Spring has come, gas prices are on the rise, and let’s be honest, cities could use a little less traffic and a little more sport. And what other way to get from point A to point B using nothing but your muscle power could you choose? A bicycle is probably the most eco-friendly means of transportation out there, and did we mention it’s good for your health? Let’s have a look at (only) ten awesome types of bicycles designed to fit your every need.
1. The Road Bicycle
This particular model is designed to travel at speed on paved roads. It may come in very handy if you live in a suburb and are commuting to work each day, for example. Just remember to keep it on the pavement; otherwise things might get a bit uncomfortable, and even dangerous.
2. The Touring Bicycle
Planning on traveling a bit further from home? Need to take some stuff with you? A touring bicycle is what you need, as they are designed for longer journeys, have a wider gear range and can accommodate some luggage. We hope your feet are ready, because one of these will take you as far as you can pedal!
3. The Cycle-Cross Bicycle
If you’re feeling like a pro, get yourself one of these and have the gear of a pro. While initially designed for competitions, with their robust design, strong brakes and stable geometry, this type of bike is becoming widely popular for commuting and touring as well.
4. The City Bicycle
If you’re thinking about those quaint Dutch bikes, think again. This is a lean, mean, city-crossing machine designed to get you through traffic, potholes, broken glass, sharp turns, puddles, drainage grates. With its’ mountain bike heritage consisting of suspensions, enhanced breaks and a solid, yet light-weight frame, this two-wheeled beauty will have you braving city traffic in no time. Of course, you always need to keep safety in mind first!
5. The Roadster
Remember the quaint bike we were mentioning earlier? Well, this is it. Made famous by the Dutch, and more recently, by hipsters, this urban blast from the past is a type of utility bicycle that boasts a simple design and only one gear, making it particularly difficult to ride uphill.
6. The Cruiser
A cruiser bike, also known as a beach bike, is what you would typically find for rent at parks and beaches. With a frame and seat designed for comfort, a single-gear ratio, these are bikes for relaxation more than sport or utility. They were hugely popular in the United States between the 1930s and early 1950s.
7. The Mountain Bike
Everybody knows what a mountain bike is. These all-terrain beauties are made for trail-blazing through the great outdoors. The frame is lightweight but solid, it usually has a full-suspension system and disk brakes installed on solid wheels built to handle any kind of un-paved environment you think of throwing at it.
8. The Flat-bar Road Bike
This particular bicycle fills the gap between hybrids and road bikes. It is nothing more than a road bike that has gear shifters and brake levers “borrowed” from the mountain bike, and, as the name says – a flat handlebar.
9. The Utility Bicycle
All bikes are useful, of course, but this one is particularly useful since you won’t need a car to go grocery shopping anymore.

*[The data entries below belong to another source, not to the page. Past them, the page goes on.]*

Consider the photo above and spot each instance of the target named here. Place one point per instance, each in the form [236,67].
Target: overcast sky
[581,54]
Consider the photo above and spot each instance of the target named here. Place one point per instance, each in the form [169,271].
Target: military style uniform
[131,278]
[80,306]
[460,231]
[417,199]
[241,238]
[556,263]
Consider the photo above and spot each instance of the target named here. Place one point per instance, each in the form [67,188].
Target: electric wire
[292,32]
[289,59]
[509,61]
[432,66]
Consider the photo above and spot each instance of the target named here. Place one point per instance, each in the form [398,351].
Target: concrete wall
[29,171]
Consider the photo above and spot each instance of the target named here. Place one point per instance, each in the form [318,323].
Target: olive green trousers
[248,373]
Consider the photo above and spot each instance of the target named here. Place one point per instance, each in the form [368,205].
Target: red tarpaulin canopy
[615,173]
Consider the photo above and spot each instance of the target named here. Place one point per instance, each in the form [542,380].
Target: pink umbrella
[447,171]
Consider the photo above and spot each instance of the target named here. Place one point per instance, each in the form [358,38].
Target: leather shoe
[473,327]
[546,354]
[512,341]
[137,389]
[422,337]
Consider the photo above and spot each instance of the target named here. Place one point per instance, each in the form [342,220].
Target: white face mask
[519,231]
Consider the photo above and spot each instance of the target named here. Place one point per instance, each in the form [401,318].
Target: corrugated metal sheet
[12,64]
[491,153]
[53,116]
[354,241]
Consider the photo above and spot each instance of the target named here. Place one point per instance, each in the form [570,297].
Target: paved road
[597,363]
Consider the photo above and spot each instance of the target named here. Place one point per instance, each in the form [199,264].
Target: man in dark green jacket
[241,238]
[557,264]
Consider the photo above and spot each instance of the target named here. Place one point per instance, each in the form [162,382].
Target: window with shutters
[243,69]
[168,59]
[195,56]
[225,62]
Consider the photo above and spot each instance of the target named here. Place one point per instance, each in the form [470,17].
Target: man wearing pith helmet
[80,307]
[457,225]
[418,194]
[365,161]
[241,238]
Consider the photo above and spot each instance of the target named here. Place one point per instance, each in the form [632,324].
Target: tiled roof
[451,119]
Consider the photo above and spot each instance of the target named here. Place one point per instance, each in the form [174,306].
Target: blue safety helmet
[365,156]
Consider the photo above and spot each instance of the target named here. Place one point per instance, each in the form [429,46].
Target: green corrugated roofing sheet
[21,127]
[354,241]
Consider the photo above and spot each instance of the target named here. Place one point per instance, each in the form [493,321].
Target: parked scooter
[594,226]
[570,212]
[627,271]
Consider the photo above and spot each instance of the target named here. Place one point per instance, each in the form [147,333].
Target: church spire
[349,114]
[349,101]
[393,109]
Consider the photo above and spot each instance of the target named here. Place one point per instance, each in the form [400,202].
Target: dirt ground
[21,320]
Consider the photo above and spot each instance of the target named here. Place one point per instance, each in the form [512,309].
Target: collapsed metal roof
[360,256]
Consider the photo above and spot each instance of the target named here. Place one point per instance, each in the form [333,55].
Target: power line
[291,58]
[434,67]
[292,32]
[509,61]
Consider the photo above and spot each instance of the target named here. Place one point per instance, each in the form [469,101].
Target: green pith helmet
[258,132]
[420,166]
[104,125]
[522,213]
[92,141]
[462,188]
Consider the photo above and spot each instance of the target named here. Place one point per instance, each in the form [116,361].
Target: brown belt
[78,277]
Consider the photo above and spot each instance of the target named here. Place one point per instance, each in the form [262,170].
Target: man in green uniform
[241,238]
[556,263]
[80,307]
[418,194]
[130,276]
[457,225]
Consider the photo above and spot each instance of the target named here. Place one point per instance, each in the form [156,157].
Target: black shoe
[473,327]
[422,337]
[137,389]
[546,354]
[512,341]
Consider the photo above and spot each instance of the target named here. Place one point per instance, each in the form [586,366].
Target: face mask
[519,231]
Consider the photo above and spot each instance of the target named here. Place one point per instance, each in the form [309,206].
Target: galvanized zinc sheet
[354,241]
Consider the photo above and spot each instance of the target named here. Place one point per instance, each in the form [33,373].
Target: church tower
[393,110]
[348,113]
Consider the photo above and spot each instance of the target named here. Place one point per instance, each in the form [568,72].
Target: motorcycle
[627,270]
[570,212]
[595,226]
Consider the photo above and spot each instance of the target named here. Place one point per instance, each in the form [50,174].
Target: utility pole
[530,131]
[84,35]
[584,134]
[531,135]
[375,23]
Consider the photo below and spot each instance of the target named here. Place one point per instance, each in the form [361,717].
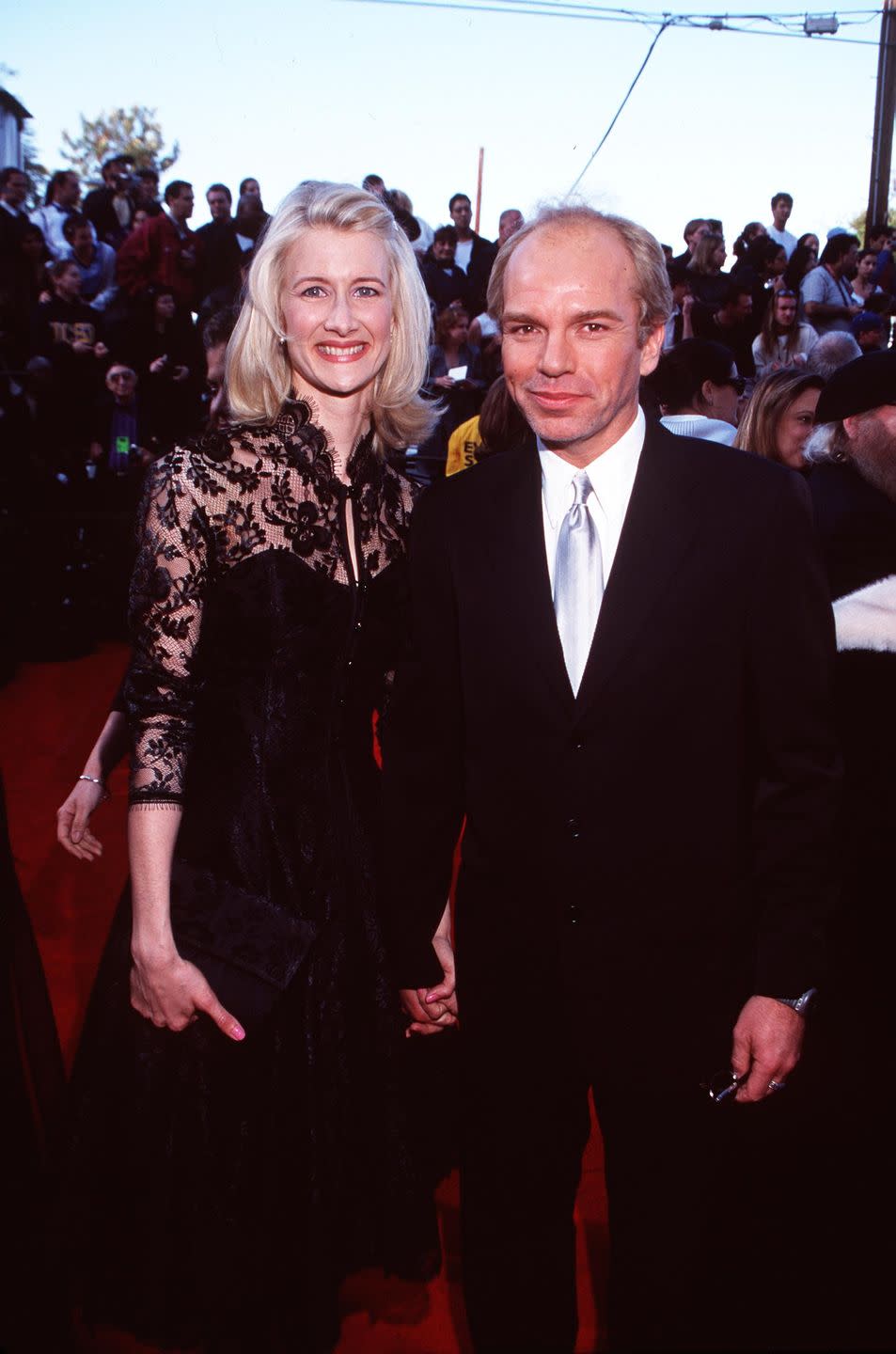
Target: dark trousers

Ride out to the store, put everything you need in the basket on the bike, and ride home. Don’t worry about mud or water, either – these models usually come with fenders and chain guards.
10. The BMX
Every type of bicycle we’ve presented before was made for riding. Well, not this one. The BMX is a stunt bike, made for dirt tracks and free riding. The initials stand for “Bicycle Motocross” – which is the initial purpose these bikes were built for. The BMX frames are smaller, and so are their threaded wheels, but don’t think you’ll look ridiculous on a small bicycle when you pull off some jaw-dropping stunt!